Kunae, on 15 January 2013 - 12:56 PM, said:
And that part was expected, as I've said twice before in this thread, including in the post you quoted. It's a nerf, but an expected and accepted one because their initial implementation was a place-holder.
The issue with the JJ debate here is that there were 2 levels of changes to JJs that happened concurrently.
We all know that JJs were previously broken in that you only needed 1 of them for max jump capacity. That change was a fix, was expected, and no one really considers it a nerf. When people are talking about the JJ "nerf" they are referring to the second set of changes that happened, again, at the same time as the expected fix.
The nature of that change was such that placing the maximum number of possible JJs on a given mech currently gives degraded jump performance over mounting a single JJ in the previous iteration. Also (and I cannot confirm this on all chassis), mechs such as the CTF-3D come stock with their maximum jump jets installed. This means that one can only reduce the jumping ability of certain chassis, not increase it. Today's notes on the Spider (one of them comes with 8, has a max of 12) tells me that this is not the case for all mechs. The bottom line is that mechs with their maximum number of potential JJs perform more poorly with respect to jumping than they did when they only needed to install a single JJ. That's a nerf.
TLDR:
JJ performance was tuned along with the "number of them that you need to install" fix. It is the performance tuning that is considered a nerf. Not the change to the number one needed to install. That was an expected fix.

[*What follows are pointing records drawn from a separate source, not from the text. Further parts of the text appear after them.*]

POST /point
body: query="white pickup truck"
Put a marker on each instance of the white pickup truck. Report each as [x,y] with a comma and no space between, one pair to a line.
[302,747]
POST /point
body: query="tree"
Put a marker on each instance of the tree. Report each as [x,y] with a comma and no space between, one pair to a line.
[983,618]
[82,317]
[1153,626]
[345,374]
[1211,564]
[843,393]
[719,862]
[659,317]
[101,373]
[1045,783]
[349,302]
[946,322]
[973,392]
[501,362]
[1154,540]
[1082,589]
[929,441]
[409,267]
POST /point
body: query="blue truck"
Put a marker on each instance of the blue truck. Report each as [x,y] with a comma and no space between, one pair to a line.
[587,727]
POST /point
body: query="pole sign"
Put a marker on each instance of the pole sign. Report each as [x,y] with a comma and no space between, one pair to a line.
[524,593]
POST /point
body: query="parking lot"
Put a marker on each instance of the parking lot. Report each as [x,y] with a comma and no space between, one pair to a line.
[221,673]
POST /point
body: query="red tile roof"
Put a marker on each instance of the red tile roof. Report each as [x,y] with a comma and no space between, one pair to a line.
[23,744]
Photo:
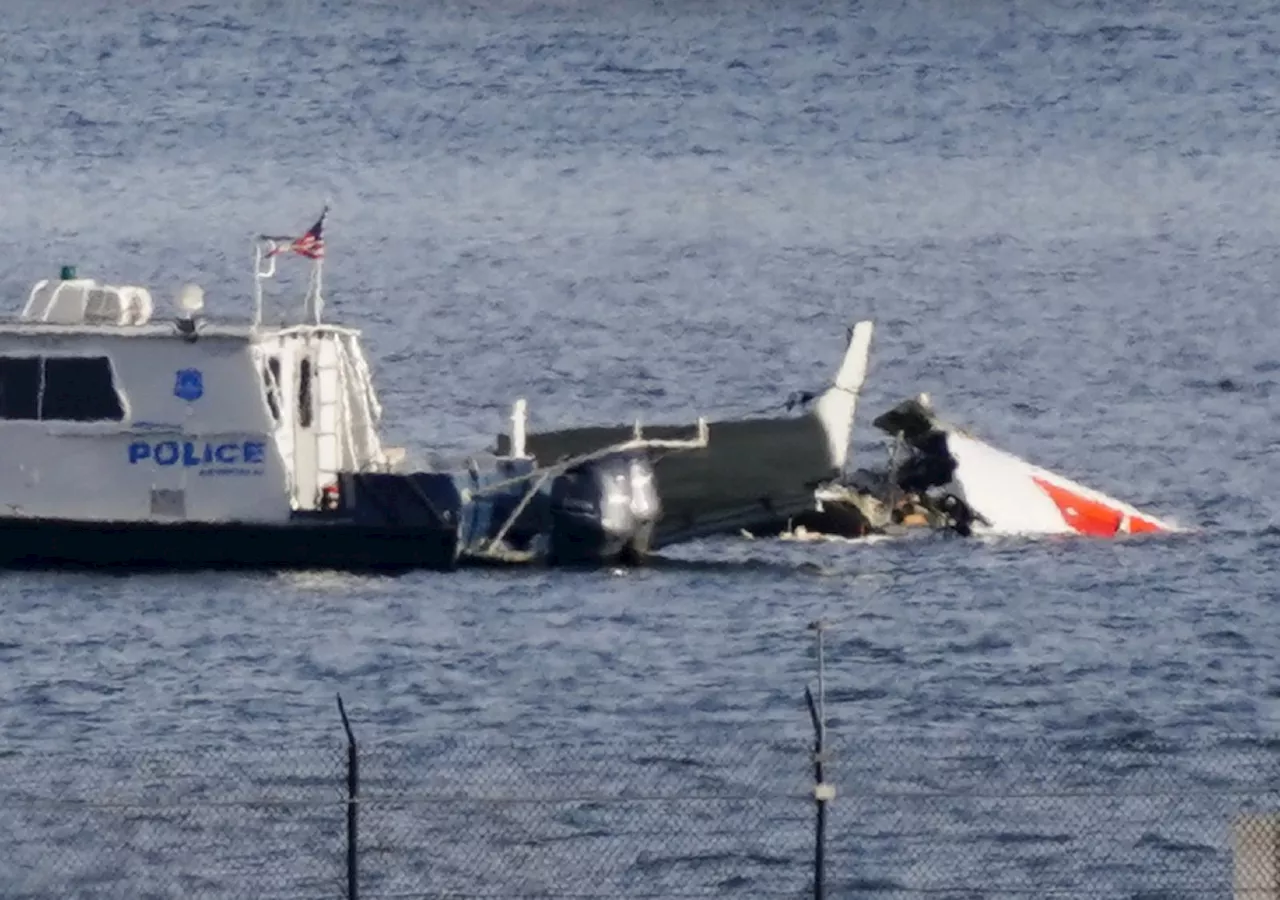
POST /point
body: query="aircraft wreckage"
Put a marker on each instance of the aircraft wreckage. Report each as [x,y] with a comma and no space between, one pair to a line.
[938,476]
[140,441]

Sandslice, on 15 January 2013 - 01:03 PM, said:
The regular 1.4 rule catches the Commando and Raven before they can hit the 8.5 netcode cap; only the Jenner, Cicada, and Spider are being held back by it. Basically, anything with a stock engine ratio of at least 7 (or a stock speed of over 110, if you want to think of it that way.)
Thanks guy! I knew I was slightly off on that, but there was enough "X is faster than Y" that was in error that I wanted to speak up. I'll go back and edit in your corrections.
Edited by Bagheera, 15 January 2013 - 01:13 PM.